Proper ingredient storage, stock turn over, expiry dates
Research storage regulations from whoever regulates this sort of thing in your country. Don’t buy in bulk if you can’t use/sell it all. Consider formulating with ingredients with longer shelf lives where you can. Don’t make a ton of something that you won’t be able to sell while it’s still fresh. Keep an eye on expiry dates so you aren’t making product with expired (or nearly expired) ingredients. Obviously a lot of this will require some trial and error, and you’ll need to weigh the risks of buying too much vs. paying a higher cost per gram for the smaller size of something, but keep notes and try your best!
Don’t forget to pay ’em, obviously 😉 And figure out if you need to be charging sales tax and remitting that to the government on a regular basis.
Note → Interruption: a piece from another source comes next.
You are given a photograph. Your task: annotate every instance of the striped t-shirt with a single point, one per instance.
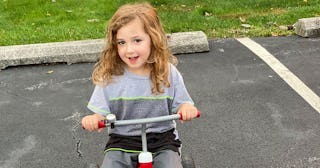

Get a good accountant; if you’re a business (in Canada, at least) you cannot file your own business taxes—you must pay a professional. It’s worth it to make sure that professional is somebody you can call up for advice and input when its needed.
Worry like a champ
Think like a lawyer—consider all the possible areas where things could go wrong and anticipate them. Do you use common allergens (nuts, soy, eggs, wheat, gluten, etc.) in the area where you produce your products? What are the cross-contamination possibilities? What if, what if, what it… Anticipating problems helps prevent them!
Alright, well—there’s my assorted points and thoughts on starting your own skin care brand. I hope you can see that these points come from a place of worry and concern, not dream killing and trying to stifle the competition. I don’t want you to get sued, or to accidentally hurt somebody. I also don’t want our little cottage industry to get a bad reputation due to poorly formulated products and inexperienced makers. This post doesn’t even touch on the normal financial risks and outlay associated with starting and running a business, so there is really so much more than this—there are just the things that keep me up at night. Susan also has a great post on this, as does Kim over at Naturally Nourishing.
Do you have your own skin care business? Have you thought about it? What have you learned? I’d love to hear about it in the comments!